RÉDACTION LIBRE

23 mai

Les égarées

Énora Fortin-Fabbro

Lost in Space Art Print by marjannemars.

L’obscurité commence à fondre.

 

Depuis des jours, j’agonise dans cet océan effervescent et je suffoque dans ce vide incandescent, étouffant. Je ne peux plus supporter cette prison brouillée de chaleur. L’air enflammé est un cruel ancrage à la réalité, un rappel de tout ce qui m’a été dérobé. Désormais, je ne suis plus que l’ombre de moi-même, les cendres de ce que j’étais il n’y a pas si longtemps, de ce que nous étions, car sans toi, je suis perdue, je n’ai plus de capitale. Depuis des jours, mon seul compagnon est l’obscurité qui m’enlace, m’étouffe et m’étrangle. Tout ce que je souhaite, c’est revenir en arrière. 

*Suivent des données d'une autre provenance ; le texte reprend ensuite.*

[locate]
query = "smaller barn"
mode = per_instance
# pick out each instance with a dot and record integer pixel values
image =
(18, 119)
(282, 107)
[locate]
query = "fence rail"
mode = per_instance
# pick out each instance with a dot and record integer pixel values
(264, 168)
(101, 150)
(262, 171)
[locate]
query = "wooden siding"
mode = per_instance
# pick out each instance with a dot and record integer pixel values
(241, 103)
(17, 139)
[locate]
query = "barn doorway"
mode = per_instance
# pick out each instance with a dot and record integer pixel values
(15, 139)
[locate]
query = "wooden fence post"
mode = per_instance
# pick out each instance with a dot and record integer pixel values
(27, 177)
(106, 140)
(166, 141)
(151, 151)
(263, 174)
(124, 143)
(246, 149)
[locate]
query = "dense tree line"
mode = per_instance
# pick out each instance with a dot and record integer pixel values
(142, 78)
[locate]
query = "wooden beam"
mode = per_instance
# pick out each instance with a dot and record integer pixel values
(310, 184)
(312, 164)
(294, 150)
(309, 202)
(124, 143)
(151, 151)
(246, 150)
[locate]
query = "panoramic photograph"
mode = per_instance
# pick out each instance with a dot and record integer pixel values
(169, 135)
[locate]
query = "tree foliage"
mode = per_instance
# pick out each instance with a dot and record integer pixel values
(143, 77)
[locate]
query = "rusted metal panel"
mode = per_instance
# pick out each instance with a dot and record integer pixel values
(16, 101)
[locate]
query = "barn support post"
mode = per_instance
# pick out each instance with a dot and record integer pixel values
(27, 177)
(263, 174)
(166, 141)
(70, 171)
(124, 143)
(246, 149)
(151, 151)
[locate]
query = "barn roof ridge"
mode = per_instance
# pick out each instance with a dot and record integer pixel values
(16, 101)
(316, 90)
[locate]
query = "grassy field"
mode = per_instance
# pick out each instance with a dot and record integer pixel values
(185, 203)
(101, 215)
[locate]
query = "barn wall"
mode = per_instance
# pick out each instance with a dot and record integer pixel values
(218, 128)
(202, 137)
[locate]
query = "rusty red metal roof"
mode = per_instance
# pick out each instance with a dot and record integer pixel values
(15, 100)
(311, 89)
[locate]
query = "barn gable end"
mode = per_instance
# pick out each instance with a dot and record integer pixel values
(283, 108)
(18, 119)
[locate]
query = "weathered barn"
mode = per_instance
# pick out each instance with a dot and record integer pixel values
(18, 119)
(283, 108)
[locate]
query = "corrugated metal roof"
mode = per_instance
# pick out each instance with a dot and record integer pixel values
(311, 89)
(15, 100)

Je sais que je dois sortir de cette affliction qui ne fait que m’égarer davantage si je désire survivre. Or, je ne sais plus comment je suis arrivée ici. Inutile de dire que je ne sais encore moins comment partir, comment revenir d’où je viens. Tout ce que je sais, c’est qu’ici n’est pas ma place.

 

La lumière entre et ruisselle jusqu’à moi.

 

J’ai conscience de l’infini qui s’étend devant moi, de chacune de ces possibilités qui hurle d’être choisie. Toutes les voies me semblent bonnes. Chacune d’entre elles me semble mauvaise. La vérité est que devant ce choix irrévocable, je ne suis même pas certaine de savoir où je veux aller. 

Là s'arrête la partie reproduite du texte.